The house accommodates families who have children receiving treatment for serious illnesses at nearby hospitals. When the Whalens heard that a Ronald McDonald house was going to be opened in St. John’s, they immediately volunteered to help raise awareness about the value of the charity.
Christine and C.J have attended fundraisers and acted as ambassadors for the new Ronald McDonald house, which is hoping to break ground in St. John’s this year.
“ When your child is in the hospital, you can spend over $100 a night on a hotel.” Christine says, “But we were able to stay in a four-person unit at the Ronald McDonald House for $25 a night, with a kitchen. It made a huge difference for us, so as soon as I heard they were opening one near the Janeway, I called them up and asked what we could do.”
A wish come true
And in 2003, C.J was also chosen by the Trinity-Conception Chapter of the Children’s Wish Foundation as a “ Wish Child.” Her wish was to go with her family to the Disney World Resort in Orlando, Florida.
Although she did not receive medical clear- ance for the trip for over a year-and-a-half, C.J. and her family did finally get to Florida, where C.J. lived her wish and hugged Mickey.
While Christine Whalen admits that it’s still hard to cope sometimes with the realities of her daughter’s illness, it’s memories like these that keep her spirits up.
While she sometimes worries about the future, and what will happen when C.J. is grown up, she tries to focus on the present.
When asked about the future, C.J has no trouble saying what she looks forward to.
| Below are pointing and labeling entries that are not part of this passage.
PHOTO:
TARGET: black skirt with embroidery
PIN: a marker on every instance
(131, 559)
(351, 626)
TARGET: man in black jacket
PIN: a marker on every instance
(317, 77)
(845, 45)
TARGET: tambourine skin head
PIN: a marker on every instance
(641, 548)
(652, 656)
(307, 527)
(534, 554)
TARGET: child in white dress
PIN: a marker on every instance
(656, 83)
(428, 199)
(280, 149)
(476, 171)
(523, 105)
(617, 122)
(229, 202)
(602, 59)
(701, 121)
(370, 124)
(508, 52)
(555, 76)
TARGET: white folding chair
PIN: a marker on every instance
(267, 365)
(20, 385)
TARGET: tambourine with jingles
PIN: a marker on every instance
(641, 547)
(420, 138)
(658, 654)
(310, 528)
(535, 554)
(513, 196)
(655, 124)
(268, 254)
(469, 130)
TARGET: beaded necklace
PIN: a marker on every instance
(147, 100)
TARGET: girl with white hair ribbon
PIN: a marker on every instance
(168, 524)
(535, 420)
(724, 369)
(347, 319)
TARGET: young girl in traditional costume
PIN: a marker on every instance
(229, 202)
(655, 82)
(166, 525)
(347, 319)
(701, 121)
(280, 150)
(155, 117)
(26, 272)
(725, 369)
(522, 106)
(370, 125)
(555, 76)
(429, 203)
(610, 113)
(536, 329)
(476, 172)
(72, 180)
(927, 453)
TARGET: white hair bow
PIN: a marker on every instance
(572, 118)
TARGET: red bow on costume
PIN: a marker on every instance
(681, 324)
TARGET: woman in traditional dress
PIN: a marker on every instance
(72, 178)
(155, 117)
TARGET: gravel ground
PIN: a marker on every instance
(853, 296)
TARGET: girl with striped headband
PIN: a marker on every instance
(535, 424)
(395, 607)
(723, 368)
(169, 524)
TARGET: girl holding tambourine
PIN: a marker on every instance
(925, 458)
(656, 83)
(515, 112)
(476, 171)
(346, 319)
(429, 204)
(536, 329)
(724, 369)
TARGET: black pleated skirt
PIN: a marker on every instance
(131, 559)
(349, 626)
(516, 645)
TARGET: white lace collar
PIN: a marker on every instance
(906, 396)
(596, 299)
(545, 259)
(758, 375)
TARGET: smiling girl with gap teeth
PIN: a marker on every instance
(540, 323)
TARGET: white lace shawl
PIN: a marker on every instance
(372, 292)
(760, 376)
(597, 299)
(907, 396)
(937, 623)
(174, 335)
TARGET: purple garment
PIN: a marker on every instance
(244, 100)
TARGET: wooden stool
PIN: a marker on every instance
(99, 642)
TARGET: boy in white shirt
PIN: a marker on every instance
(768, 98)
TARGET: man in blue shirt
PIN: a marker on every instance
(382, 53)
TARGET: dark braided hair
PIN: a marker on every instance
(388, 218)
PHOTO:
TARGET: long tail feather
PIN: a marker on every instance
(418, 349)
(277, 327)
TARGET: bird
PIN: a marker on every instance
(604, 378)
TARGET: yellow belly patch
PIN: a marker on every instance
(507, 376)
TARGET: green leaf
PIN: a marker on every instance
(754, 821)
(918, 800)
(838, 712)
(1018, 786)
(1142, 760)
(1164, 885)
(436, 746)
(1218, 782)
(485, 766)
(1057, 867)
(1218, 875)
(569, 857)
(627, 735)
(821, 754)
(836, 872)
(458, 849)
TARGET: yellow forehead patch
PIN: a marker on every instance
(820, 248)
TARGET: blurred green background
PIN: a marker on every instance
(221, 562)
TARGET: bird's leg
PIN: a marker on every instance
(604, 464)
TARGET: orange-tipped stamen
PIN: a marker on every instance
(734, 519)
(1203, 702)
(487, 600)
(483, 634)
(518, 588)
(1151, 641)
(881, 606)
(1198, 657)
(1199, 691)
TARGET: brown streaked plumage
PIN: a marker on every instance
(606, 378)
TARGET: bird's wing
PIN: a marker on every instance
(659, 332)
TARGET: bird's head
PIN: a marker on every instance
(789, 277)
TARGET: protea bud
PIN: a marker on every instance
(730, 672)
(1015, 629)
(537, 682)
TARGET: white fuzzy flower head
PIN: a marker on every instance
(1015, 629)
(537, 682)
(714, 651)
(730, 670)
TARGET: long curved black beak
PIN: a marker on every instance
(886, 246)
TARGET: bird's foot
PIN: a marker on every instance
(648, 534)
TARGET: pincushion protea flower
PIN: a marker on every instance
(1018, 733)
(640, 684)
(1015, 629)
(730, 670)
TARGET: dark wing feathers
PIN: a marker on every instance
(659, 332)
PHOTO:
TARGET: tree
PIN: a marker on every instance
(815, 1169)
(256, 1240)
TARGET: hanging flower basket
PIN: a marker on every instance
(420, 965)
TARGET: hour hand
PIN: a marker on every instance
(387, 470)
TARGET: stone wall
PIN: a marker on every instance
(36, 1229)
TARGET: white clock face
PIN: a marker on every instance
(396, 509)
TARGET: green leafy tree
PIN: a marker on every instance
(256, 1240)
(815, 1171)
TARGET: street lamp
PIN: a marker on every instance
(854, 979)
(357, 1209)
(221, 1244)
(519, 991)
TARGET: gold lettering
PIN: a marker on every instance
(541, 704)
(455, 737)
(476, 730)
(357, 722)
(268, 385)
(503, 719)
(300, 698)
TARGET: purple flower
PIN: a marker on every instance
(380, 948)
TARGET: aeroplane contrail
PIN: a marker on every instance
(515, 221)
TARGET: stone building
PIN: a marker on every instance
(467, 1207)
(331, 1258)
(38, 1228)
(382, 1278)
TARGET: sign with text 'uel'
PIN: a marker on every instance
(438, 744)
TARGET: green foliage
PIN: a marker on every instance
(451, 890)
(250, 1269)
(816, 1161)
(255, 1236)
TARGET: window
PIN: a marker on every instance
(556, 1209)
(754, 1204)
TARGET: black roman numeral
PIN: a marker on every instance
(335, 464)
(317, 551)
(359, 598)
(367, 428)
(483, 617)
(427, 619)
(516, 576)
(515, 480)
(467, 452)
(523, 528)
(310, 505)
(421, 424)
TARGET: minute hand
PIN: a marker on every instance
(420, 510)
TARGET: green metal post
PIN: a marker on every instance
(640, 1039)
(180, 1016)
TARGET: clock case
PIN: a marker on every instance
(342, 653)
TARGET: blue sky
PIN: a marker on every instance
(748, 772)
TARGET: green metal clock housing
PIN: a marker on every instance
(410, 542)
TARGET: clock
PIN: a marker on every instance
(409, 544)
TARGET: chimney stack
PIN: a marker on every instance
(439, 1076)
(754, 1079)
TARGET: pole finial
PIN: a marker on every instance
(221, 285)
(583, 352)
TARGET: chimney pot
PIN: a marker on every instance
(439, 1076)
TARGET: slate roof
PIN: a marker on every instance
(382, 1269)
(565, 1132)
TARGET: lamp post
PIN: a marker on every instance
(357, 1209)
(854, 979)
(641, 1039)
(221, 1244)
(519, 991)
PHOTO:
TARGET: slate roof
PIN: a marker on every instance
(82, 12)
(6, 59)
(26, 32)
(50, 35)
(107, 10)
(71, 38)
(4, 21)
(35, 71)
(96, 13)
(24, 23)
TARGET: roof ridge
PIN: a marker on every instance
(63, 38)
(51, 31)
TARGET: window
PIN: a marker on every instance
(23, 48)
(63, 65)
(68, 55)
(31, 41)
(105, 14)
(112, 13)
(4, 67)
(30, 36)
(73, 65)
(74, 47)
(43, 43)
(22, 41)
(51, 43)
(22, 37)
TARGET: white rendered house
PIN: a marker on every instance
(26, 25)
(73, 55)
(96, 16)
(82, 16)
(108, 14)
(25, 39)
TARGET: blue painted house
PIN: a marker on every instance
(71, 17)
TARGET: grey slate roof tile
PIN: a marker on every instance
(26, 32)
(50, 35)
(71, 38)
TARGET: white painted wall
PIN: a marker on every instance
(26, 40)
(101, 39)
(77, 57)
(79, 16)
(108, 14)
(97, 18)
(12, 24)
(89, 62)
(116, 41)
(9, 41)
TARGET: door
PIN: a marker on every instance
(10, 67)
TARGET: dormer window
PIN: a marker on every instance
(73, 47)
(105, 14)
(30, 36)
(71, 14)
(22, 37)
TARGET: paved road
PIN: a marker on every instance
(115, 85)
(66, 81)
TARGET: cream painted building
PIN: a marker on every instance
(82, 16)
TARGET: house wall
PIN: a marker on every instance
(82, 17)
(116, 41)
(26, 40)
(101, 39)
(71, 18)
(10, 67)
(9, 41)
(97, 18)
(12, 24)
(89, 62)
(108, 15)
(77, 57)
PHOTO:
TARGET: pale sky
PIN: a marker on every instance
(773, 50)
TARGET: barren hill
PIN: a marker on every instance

“I’m really excited to get my (driver’s) licence soon,” she says, with a glint of mischief in her eyes.
When her mother jumps in to add that she’ll actually be getting a learner’s permit, C.J. barely hears her. You can tell she’s already thinking about nights out in the car with her friends.
Although her childhood has been a difficult one, it doesn’t look like anything on earth can stop her from living her teenage years to the fullest.
C.J Whalen of Western Bay (left), with her mother, Christine in the background, speaks about the health challenges she’s overcome in recent years.